There is another factor in this equation, the body-armour factor. Body-armour is the word we use to refer to dense muscle mass. The muscle-mass works as a cushion, impact absorber and joint stabilizer.
But we as individuals do not put on mass equally. Some people are way more anabolic than others and hence they will gain muscle faster, increasing their cushioning.

You need to let your hands and wrists carry weight and get impact if you want to build stronger structures.

You need to let your hands and wrists carry weight and get impact if you want to build stronger structures.

But sometimes our bail-technique doesn't meet the requirements of the situation. This might result in injury, especially if your outer cushioning isn't of great magnitude. Injuries is a subject which can be discussed. When is it good, when is it bad? So for now, let's just say that the injuries we want to prevent, is the ones that will prevent you from training.

 So you fall, and your perfect technique fails, your body-armour is not enough, you put your hand in the ground to absorb force, and something cracks. Stress hormones are getting secreted, you can't feel the pain, everything is okay, you think. Then the pain slowly increases, the wrist is immobile, you go to the emergency room, and they scan it... And it is not fractured.

How, that was a 2 -3 meter drop? It should have been broken. But you have been training in 8-9 years; you have been taking a lot of impact in your wrists. Everything, from long cat-passes to minor bails. Slowly but surely you have increased the mineral-density in your bones. Small cracks occur because of the high-impact movements, these cracks are getting repaired, your body "learns" and adapt to what situations you put it in to, building stronger structures. Therefore your bones could handle the fall. 

How do we increase mineral-density? Well, we make sure that our bones are under pressure, high-impact but not fracture-impact. Slow progression is the key player in all development; this goes for all kind of physical training.

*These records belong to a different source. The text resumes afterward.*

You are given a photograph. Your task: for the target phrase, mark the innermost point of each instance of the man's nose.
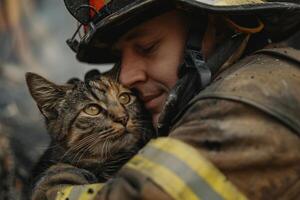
(133, 70)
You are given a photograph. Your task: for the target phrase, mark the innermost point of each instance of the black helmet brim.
(95, 47)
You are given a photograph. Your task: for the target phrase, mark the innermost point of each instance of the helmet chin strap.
(195, 74)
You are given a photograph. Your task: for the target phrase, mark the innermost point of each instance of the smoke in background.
(32, 38)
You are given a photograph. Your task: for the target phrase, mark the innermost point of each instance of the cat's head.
(92, 115)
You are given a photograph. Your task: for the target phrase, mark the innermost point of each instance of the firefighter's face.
(150, 56)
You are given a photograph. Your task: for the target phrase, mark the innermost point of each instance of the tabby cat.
(96, 124)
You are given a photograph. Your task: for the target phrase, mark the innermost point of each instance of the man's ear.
(46, 94)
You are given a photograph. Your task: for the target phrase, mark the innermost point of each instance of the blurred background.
(32, 38)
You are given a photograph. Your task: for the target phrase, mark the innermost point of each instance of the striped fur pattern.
(96, 124)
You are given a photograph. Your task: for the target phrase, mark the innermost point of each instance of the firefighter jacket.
(237, 139)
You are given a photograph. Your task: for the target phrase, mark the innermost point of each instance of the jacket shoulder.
(268, 80)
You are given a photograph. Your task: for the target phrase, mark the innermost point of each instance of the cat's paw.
(58, 176)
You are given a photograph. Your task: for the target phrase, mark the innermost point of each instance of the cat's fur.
(100, 143)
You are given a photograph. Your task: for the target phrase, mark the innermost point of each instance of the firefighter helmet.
(105, 20)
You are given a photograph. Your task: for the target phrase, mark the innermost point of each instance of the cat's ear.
(46, 94)
(92, 75)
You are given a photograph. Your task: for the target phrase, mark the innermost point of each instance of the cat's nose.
(122, 119)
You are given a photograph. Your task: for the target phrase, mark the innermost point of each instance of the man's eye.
(92, 109)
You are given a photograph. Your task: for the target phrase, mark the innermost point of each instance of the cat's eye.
(124, 98)
(92, 109)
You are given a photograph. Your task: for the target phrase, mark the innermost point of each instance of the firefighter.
(221, 79)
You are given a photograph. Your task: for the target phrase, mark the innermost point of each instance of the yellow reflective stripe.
(64, 193)
(200, 165)
(169, 181)
(79, 192)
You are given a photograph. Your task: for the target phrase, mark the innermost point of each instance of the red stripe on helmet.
(97, 4)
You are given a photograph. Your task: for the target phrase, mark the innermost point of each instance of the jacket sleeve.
(251, 149)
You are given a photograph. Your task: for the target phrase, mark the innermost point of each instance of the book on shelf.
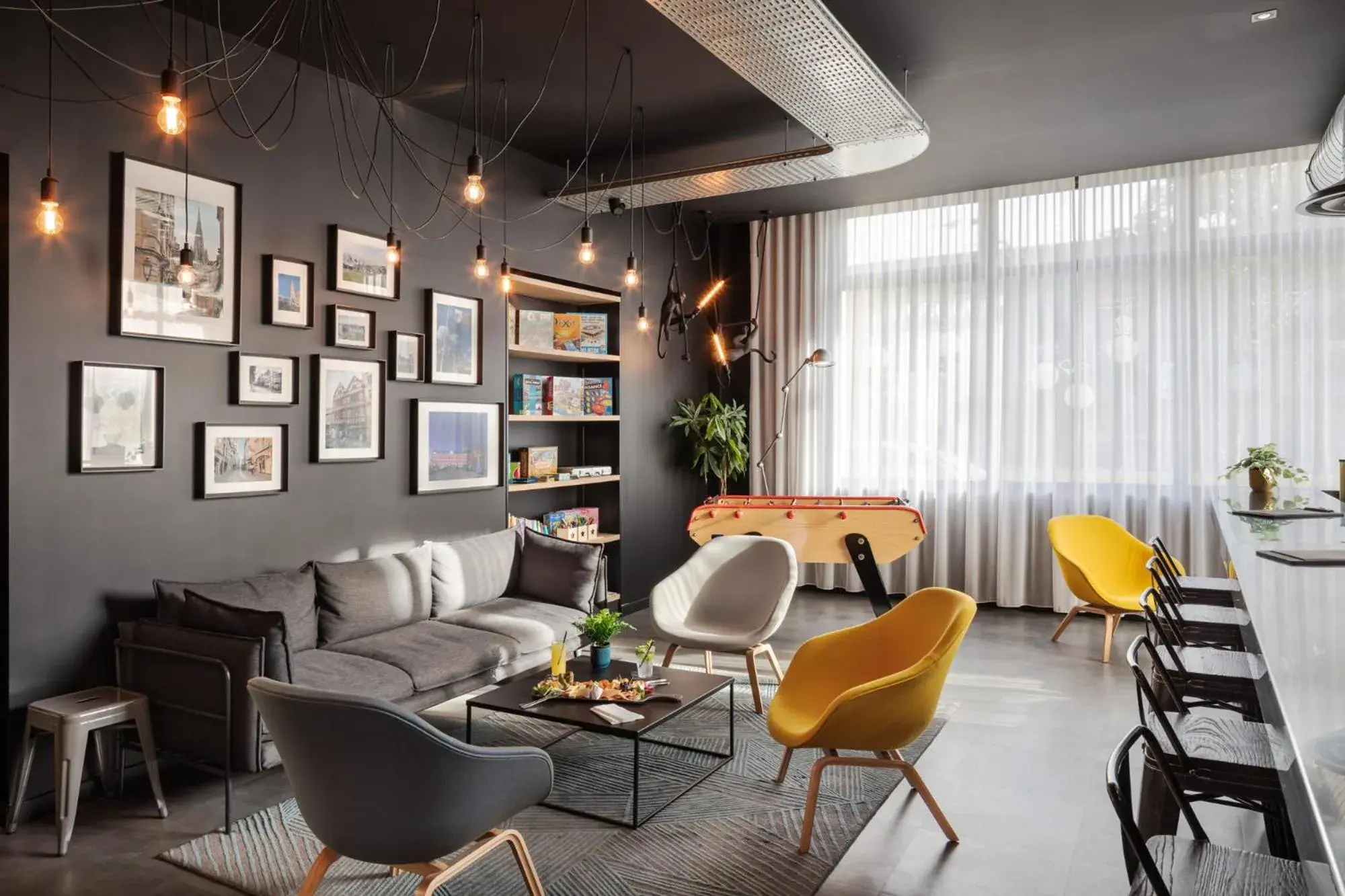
(536, 329)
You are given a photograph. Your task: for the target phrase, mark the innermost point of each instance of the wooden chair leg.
(1070, 618)
(785, 764)
(318, 870)
(753, 680)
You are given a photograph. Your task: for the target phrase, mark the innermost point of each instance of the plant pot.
(1260, 483)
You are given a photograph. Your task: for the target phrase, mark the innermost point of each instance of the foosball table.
(864, 532)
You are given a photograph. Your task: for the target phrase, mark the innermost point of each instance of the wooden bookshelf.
(570, 357)
(566, 419)
(564, 483)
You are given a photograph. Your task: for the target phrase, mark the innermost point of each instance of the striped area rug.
(736, 833)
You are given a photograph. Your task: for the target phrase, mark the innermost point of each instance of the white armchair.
(731, 596)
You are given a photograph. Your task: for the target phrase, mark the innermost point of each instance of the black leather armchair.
(380, 784)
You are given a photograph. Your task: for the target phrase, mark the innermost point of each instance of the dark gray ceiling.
(1013, 92)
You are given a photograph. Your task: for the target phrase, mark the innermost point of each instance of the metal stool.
(71, 719)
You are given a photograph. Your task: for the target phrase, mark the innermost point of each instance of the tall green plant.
(719, 436)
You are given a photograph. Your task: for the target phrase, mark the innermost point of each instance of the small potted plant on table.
(601, 628)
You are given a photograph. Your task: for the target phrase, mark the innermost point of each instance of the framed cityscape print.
(454, 327)
(263, 380)
(350, 327)
(407, 357)
(457, 446)
(241, 460)
(348, 400)
(357, 263)
(155, 213)
(287, 296)
(116, 417)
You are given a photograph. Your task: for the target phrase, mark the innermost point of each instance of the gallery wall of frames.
(264, 415)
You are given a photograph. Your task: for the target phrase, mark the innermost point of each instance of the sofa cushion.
(473, 571)
(532, 623)
(290, 592)
(368, 596)
(352, 674)
(559, 572)
(227, 619)
(434, 653)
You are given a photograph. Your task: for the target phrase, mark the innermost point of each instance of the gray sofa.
(415, 628)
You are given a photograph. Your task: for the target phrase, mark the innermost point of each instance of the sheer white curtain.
(1105, 345)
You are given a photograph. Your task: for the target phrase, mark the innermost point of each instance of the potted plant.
(1265, 467)
(601, 628)
(719, 436)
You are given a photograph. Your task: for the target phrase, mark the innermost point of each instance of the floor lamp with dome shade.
(821, 358)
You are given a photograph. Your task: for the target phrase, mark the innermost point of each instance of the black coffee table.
(693, 686)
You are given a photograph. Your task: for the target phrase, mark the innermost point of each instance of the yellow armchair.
(872, 688)
(1104, 565)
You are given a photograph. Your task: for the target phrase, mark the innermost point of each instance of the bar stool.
(1208, 676)
(1182, 866)
(1195, 589)
(1222, 760)
(71, 719)
(1202, 624)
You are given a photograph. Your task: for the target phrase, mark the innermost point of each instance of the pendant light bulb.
(481, 270)
(587, 255)
(186, 272)
(475, 190)
(49, 214)
(173, 116)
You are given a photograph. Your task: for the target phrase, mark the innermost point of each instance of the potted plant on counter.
(601, 628)
(1265, 467)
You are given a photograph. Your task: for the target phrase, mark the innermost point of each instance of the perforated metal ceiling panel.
(797, 54)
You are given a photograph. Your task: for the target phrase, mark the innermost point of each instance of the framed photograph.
(116, 417)
(357, 263)
(457, 446)
(240, 460)
(407, 357)
(263, 380)
(155, 212)
(348, 400)
(287, 292)
(454, 326)
(350, 327)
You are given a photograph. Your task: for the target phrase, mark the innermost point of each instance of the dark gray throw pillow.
(559, 572)
(205, 614)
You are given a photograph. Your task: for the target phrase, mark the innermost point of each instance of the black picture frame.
(333, 264)
(236, 377)
(268, 291)
(116, 233)
(315, 400)
(432, 331)
(501, 456)
(202, 432)
(333, 310)
(77, 436)
(393, 339)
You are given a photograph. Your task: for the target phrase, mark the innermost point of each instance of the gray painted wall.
(84, 546)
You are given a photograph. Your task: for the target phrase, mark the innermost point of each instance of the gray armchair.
(380, 784)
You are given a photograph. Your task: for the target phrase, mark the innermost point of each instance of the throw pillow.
(291, 592)
(368, 596)
(205, 614)
(470, 572)
(559, 572)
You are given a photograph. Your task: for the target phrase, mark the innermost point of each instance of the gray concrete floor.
(1019, 770)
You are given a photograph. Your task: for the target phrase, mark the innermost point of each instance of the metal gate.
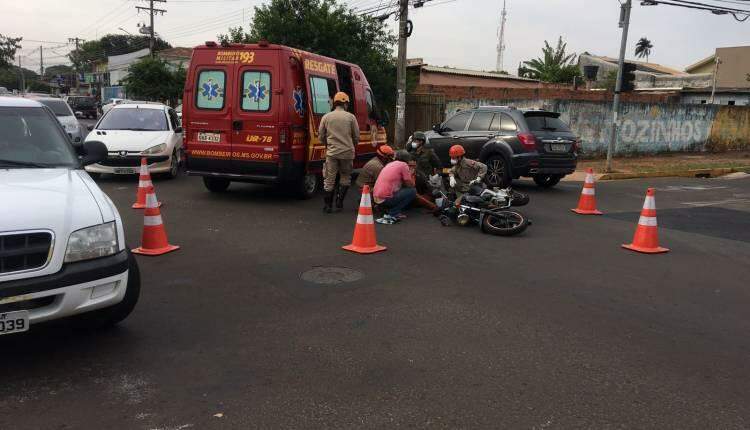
(423, 111)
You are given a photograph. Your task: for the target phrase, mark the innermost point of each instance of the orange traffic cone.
(587, 202)
(154, 239)
(646, 238)
(144, 181)
(364, 241)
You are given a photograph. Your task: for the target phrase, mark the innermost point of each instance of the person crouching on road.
(339, 132)
(394, 188)
(371, 170)
(464, 171)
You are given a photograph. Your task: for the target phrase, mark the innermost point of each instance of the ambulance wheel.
(216, 185)
(307, 186)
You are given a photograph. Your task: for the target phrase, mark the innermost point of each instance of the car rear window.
(256, 91)
(546, 123)
(59, 107)
(210, 90)
(134, 119)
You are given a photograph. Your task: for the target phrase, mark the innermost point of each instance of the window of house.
(457, 122)
(322, 91)
(256, 91)
(481, 121)
(210, 90)
(503, 122)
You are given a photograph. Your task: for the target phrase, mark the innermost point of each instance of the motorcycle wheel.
(504, 223)
(519, 199)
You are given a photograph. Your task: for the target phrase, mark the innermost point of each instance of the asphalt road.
(556, 328)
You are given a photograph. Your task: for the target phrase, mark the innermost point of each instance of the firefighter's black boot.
(340, 198)
(327, 201)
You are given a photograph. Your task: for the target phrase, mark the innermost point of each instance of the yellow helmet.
(341, 97)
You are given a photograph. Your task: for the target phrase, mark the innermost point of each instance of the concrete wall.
(645, 127)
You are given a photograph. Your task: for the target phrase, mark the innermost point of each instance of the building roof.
(467, 72)
(643, 66)
(710, 59)
(177, 53)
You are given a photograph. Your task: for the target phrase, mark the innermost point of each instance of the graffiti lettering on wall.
(673, 131)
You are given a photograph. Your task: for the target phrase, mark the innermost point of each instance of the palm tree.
(643, 48)
(555, 66)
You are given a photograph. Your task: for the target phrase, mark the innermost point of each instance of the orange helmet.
(385, 151)
(341, 97)
(456, 151)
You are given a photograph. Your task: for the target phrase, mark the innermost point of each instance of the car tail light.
(528, 141)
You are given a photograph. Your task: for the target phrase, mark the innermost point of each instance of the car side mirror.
(93, 152)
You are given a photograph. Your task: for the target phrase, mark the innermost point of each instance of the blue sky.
(459, 33)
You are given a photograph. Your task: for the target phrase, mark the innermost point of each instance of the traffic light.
(627, 83)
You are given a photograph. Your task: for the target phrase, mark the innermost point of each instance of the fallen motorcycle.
(490, 208)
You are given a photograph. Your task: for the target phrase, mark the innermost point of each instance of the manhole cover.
(331, 275)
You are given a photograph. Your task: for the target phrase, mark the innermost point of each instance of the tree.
(8, 48)
(554, 66)
(152, 79)
(92, 51)
(327, 28)
(643, 48)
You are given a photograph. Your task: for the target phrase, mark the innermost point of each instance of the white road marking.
(716, 202)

Strong bones are created over time, just like muscle growth and fat-storage. But bones are slow workers, they don't get strong in the same pace as your muscles or ligaments. Because of this natural and unchangeable circumstance, we must treat our skeleton with outmost care.

 This consequence of your play and training is something everybody can gain from, young as old. It is a basic feature of being alive; strong structures are what keep your body together.

We must emphasize the importance of being functional throughout our life. When old age comes rolling in, a healthy physique and a strong foundation is something that will make daily life much easier. Besides that, injury preventive dense bones will increase your ability and possibilities to play without getting hurt. That means more time doing what you love, and less time only doing handstands because your tibia is fractured.

When we consider this basic fact of movement in general, we have the opportunity to let it benefit our bodies.
How do we use it in our practice?  We try to make slow progress - always. Maybe it sounds boring, or one-sided, but this is how we make our bones stronger.

Patience is indeed a virtue, and we need to embrace that if we want our bodies to adapt to the impact we lay upon it. The problem with this method is that there is no rule of thumb considering bone density and growth. We are, as stated earlier, all different, and some people might need more time working on foundation movement to build healthy bones. Others might have strong bones due to genetics. This means that we need to feel our body in progress and carefully take one step at the time, not being afraid of actually taking one step back, if that is what we need to keep strong.

If this carefully and attentive way of training is implemented in our training, parkour can be very useful for building a solid and strong bone structure. But if we are too eager and push too fast then the movements in parkour are not necessarily making our bones stronger, they might actually make them weaker.

Obviously there is more to a strong and healthy body than slow progression, but it is severely important in bone development, and that is why we emphasize it in this article.